A Validated High Performance Liquid Chromatography Method for the Determination of Saxagliptin and Metformin in Bulk, a Stability Indicating Study

Sena Caglar* and Ali Rahmi Alp

Faculty of Pharmacy, Department of Analytical Chemistry, Istanbul University, Istanbul, Turkey

*Corresponding Author:
Sena Caglar
Faculty of Pharmacy
Department of Analytical Chemistry
Istanbul University
34116, Beyazit
Istanbul, Turkey
Tel: +902124400000
Fax: +902124400252
E-mail: senacaglar@yahoo.com, sena@istanbul.edu.tr

Received date: March 24, 2014; Accepted date: April 18, 2014; Published date: April 22, 2014

Citation: Caglar S, Alp AR (2014) A Validated High Performance Liquid Chromatography Method for the Determination of Saxagliptin and Metformin in Bulk, a Stability Indicating Study.

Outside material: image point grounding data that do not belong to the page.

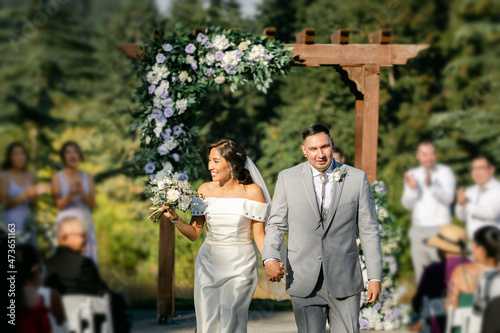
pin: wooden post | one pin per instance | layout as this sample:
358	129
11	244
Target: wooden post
367	123
166	272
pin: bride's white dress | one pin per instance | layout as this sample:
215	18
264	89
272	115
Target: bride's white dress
226	265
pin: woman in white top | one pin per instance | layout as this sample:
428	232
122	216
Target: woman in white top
226	264
19	193
73	191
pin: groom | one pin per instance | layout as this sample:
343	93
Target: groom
321	204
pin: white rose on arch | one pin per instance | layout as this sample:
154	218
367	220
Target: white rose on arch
220	42
173	195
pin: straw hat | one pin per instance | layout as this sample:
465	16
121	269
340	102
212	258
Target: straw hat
449	239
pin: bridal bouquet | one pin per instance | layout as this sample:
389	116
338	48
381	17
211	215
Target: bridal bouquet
169	191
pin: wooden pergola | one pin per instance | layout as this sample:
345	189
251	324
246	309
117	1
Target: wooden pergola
359	67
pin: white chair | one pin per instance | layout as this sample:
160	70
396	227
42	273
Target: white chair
463	318
80	308
431	308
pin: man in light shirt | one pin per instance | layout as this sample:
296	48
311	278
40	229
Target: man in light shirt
479	205
428	192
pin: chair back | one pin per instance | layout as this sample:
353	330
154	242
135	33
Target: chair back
463	318
88	314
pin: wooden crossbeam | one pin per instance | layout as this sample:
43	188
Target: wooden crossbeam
340	36
270	33
382	36
354	54
306	36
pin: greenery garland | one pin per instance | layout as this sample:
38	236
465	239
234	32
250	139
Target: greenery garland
388	313
176	70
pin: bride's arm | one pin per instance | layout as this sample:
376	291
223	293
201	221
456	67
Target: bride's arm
259	228
259	232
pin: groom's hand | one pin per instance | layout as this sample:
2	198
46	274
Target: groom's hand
275	270
374	290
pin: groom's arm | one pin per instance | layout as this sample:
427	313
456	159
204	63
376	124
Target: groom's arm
369	232
277	223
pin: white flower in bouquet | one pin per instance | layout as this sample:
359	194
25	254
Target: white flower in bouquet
173	195
382	213
220	79
169	191
183	76
157	73
256	53
181	105
163	87
167	166
244	45
230	58
210	59
220	42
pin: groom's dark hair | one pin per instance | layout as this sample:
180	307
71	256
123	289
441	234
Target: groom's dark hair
313	130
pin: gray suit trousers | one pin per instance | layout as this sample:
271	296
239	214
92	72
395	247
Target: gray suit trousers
312	312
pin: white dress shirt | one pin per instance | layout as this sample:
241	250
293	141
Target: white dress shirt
430	205
318	187
483	207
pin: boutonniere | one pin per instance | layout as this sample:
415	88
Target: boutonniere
340	173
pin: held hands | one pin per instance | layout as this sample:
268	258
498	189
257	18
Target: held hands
169	212
374	291
275	270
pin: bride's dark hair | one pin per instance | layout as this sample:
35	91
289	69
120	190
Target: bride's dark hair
236	156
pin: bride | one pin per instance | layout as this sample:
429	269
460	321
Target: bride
226	265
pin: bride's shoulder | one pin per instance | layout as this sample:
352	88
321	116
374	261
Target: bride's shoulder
206	189
255	193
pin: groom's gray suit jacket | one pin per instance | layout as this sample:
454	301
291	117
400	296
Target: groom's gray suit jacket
295	211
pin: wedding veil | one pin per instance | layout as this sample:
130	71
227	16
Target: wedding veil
257	179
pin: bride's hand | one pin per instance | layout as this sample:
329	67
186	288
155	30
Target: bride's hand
169	212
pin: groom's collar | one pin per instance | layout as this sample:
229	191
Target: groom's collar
328	171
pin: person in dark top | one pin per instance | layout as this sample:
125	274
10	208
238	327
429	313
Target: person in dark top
450	243
70	272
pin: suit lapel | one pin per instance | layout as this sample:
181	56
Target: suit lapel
336	194
307	181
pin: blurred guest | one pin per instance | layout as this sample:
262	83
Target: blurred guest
18	191
70	272
465	278
31	309
338	155
479	205
73	192
428	192
488	289
450	243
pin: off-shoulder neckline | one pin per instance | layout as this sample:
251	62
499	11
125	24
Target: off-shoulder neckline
257	202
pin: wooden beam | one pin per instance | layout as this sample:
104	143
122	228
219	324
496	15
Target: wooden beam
166	272
306	36
340	36
382	36
354	54
132	51
366	131
270	33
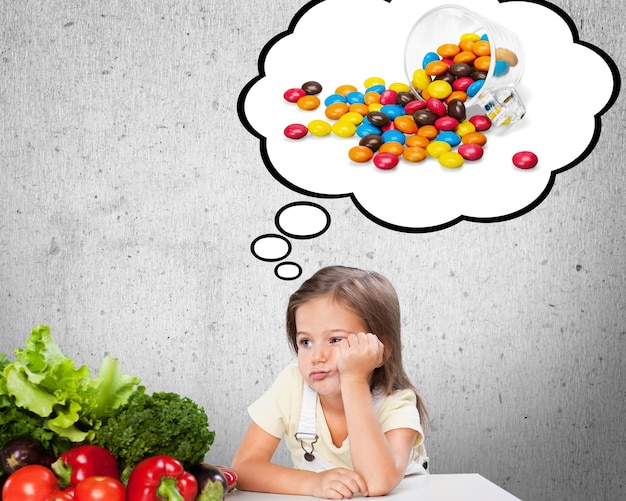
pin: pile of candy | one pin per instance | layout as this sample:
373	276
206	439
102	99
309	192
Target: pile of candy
393	122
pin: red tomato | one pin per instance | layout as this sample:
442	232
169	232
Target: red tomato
99	488
30	483
61	496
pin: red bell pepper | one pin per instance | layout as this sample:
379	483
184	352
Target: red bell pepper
84	461
161	478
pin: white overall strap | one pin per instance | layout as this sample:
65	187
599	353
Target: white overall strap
306	433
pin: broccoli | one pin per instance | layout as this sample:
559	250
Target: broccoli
158	424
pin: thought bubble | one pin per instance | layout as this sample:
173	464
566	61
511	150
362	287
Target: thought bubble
561	126
298	220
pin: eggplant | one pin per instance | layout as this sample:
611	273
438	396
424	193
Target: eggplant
22	452
212	484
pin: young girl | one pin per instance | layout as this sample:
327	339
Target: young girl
348	413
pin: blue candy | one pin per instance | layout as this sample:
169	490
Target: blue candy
501	68
449	137
376	88
429	58
365	129
335	98
473	89
393	110
355	97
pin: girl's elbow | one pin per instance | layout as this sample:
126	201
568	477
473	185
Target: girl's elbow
382	486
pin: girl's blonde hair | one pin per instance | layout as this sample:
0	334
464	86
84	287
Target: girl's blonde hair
373	298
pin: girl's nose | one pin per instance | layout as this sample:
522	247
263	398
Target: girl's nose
319	354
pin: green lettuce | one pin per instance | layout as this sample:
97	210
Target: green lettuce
52	398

J Anal Bioanal Tech S12:010 doi: 10.4172/2155-9872.S12-010

Copyright: © 2014 Caglar S, et al. This is an open-access article distributed under the terms of the Creative Commons Attribution License, which permits unrestricted use, distribution, and reproduction in any medium, provided the original author and source are credited.

Abstract

In this paper a simple, precise and rapid high performance liquid chromatography method with UV detection has been developed for the determination of saxagliptin and metformin in bulk. An Agilent, Zorbax CN (250 × 4.6 mm I.D., 5 μm) column was used with a mobile phase mixture of methanol-50 mM phosphate buffer (pH 2.7) in a gradient elution mode at a flow rate of 1.0 ml min-1. The analytes were detected at 225 nm and total run time for the method was 7 min. The calibration graphs were linear in the range of 5.00-125.00 μg ml-1 for saxagliptin and 2.50-62.50 μg ml-1 for metformin. For stability indicating study, saxagliptin was subjected to acid, neutral and alkali hydrolysis, oxidation and heat stress. The developed method could be used for quality control assay for SAX in tablets and for stability studies as the method separates SAX from its degradation products and tablet excipients.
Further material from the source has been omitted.